Levantamento do Ministério do Trabalho e Emprego, divulgado com base nos dados do eSocial, mostra que uma parcela significativa dos vínculos formais permanece na escala 6×1. Nesse modelo, o empregado trabalha seis dias e descansa apenas um. Assim, o sábado costuma integrar a jornada regular de muitas categorias.
Quando o sábado faz parte da jornada
A CLT estabelece limite de oito horas diárias e 44 horas semanais para a jornada de trabalho. Por isso, muitas empresas distribuem a carga horária em oito horas de segunda a sexta-feira e mais quatro horas aos sábados. Nessa hipótese, o comparecimento é obrigatório por fazer parte do contrato.
Por outro lado, quem foi contratado para trabalhar apenas de segunda a sexta-feira não pode ter a jornada alterada de forma unilateral.
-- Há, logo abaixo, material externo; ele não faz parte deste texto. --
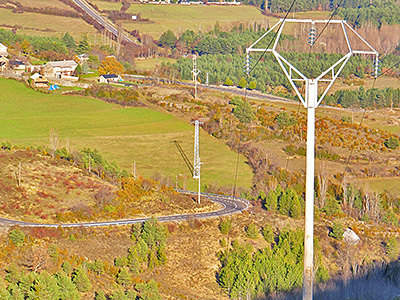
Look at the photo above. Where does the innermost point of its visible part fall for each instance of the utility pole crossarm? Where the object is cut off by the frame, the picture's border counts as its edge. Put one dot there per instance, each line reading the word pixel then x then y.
pixel 196 159
pixel 311 102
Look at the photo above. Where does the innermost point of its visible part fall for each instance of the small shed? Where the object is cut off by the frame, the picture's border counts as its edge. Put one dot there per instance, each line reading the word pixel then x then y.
pixel 350 237
pixel 39 81
pixel 107 78
pixel 54 87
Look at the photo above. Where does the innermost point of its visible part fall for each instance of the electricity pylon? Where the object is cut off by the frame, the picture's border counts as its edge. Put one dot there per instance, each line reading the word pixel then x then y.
pixel 196 162
pixel 310 101
pixel 195 72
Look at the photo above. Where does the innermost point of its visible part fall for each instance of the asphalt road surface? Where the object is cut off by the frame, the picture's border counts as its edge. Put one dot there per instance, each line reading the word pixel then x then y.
pixel 231 205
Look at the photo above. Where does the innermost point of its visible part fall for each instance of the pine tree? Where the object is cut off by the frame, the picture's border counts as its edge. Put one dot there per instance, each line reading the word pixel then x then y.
pixel 149 291
pixel 252 231
pixel 100 295
pixel 44 287
pixel 68 290
pixel 268 233
pixel 123 277
pixel 81 279
pixel 392 248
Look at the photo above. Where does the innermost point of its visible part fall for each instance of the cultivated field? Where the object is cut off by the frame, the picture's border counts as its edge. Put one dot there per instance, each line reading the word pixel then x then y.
pixel 45 25
pixel 123 135
pixel 180 18
pixel 151 63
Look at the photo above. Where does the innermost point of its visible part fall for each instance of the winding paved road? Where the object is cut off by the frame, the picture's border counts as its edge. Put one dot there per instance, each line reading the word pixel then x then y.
pixel 231 205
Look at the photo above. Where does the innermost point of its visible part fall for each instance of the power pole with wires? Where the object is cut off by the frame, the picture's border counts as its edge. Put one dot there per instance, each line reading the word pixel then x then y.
pixel 196 162
pixel 195 72
pixel 311 101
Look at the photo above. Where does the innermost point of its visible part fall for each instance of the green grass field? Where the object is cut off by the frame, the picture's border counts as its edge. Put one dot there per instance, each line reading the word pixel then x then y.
pixel 121 134
pixel 45 3
pixel 379 185
pixel 151 63
pixel 46 25
pixel 180 18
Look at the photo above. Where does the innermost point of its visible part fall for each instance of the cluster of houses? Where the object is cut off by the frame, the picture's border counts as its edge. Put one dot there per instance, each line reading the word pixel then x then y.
pixel 52 70
pixel 189 2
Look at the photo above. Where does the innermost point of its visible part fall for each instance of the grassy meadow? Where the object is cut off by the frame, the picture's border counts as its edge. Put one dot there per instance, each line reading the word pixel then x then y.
pixel 151 63
pixel 46 25
pixel 180 18
pixel 121 134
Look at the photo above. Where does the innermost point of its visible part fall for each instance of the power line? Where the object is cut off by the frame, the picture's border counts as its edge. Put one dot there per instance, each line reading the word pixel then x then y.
pixel 276 33
pixel 251 70
pixel 319 34
pixel 390 68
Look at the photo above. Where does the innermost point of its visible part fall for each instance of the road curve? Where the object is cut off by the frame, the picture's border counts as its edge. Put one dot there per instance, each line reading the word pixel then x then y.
pixel 231 205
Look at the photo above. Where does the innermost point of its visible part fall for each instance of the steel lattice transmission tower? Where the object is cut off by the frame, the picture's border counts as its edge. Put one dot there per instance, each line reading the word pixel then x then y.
pixel 195 72
pixel 311 101
pixel 196 161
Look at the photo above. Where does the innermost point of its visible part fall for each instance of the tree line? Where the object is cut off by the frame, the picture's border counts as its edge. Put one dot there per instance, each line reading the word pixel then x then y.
pixel 388 97
pixel 246 273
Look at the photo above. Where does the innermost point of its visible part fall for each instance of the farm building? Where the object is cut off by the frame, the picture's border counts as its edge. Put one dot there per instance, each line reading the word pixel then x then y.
pixel 109 78
pixel 3 50
pixel 60 69
pixel 20 65
pixel 3 57
pixel 39 81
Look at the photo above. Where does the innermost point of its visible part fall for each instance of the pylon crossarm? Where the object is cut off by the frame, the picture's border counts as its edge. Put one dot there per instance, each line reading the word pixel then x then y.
pixel 343 60
pixel 364 52
pixel 282 60
pixel 361 38
pixel 260 50
pixel 346 36
pixel 347 57
pixel 278 35
pixel 268 31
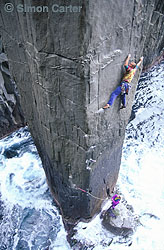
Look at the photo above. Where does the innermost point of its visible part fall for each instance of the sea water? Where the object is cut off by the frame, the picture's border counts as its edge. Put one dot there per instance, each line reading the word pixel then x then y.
pixel 29 218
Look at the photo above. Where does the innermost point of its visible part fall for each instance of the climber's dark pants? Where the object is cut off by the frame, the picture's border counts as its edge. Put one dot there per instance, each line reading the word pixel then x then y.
pixel 117 92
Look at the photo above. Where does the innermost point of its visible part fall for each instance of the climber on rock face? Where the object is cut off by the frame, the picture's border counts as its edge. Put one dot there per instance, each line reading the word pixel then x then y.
pixel 115 201
pixel 124 87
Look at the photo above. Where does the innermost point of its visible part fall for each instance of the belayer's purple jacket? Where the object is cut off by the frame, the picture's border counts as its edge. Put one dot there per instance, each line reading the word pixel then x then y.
pixel 115 201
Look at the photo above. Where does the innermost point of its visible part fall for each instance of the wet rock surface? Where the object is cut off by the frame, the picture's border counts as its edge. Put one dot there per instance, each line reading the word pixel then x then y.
pixel 28 228
pixel 66 66
pixel 11 115
pixel 120 221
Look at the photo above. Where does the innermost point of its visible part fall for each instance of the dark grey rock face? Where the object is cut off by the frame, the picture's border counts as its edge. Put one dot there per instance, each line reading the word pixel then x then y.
pixel 11 115
pixel 66 65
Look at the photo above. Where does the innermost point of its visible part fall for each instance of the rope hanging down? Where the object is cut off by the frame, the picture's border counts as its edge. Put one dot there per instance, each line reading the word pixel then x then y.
pixel 90 194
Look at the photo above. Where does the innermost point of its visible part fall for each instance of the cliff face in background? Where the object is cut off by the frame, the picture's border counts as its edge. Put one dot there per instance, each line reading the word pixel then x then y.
pixel 66 65
pixel 11 115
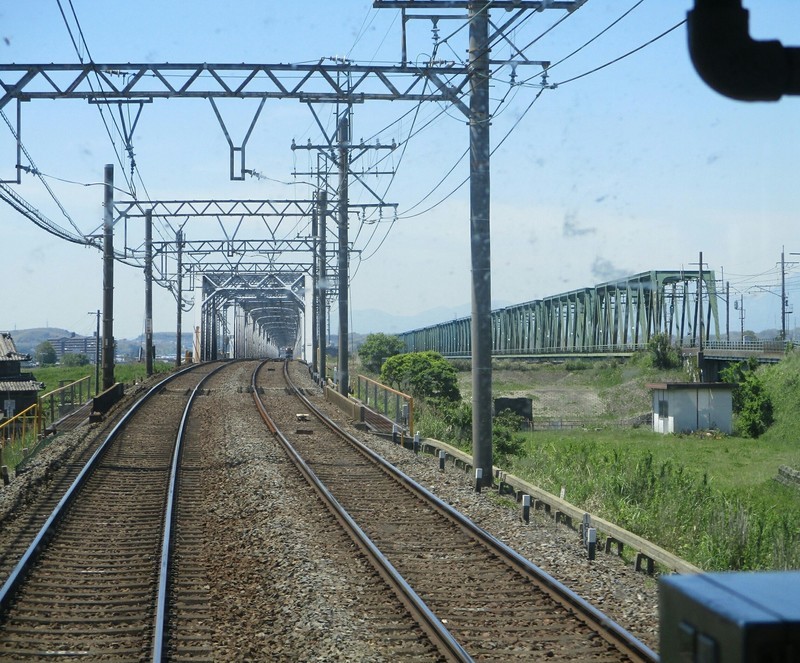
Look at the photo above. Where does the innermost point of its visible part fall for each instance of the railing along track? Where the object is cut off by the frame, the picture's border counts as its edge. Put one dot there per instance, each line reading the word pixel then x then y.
pixel 88 584
pixel 496 604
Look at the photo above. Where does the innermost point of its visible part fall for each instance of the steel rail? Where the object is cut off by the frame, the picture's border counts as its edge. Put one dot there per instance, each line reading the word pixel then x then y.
pixel 611 631
pixel 40 540
pixel 440 635
pixel 165 565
Mudanças desse tipo dependem de acordo entre as partes ou de previsão em convenção coletiva. A legislação impede alterações que prejudiquem o trabalhador.

Em quais casos há pagamento de hora extra
As horas trabalhadas além da jornada contratada devem ser remuneradas com adicional de, no mínimo, 50% sobre o valor da hora normal. Se o sábado coincidir com o descanso semanal remunerado ou com um feriado, a remuneração costuma ser de 100%, salvo regras mais vantajosas previstas em acordo coletivo.
Uma falta sem justificativa no sábado também pode trazer consequências quando esse dia integra a escala do empregado. Além do desconto das horas não trabalhadas, o trabalhador pode perder o pagamento do descanso semanal remunerado. Ausências justificadas por atestado médico ou outras hipóteses previstas em lei não sofrem essa penalidade.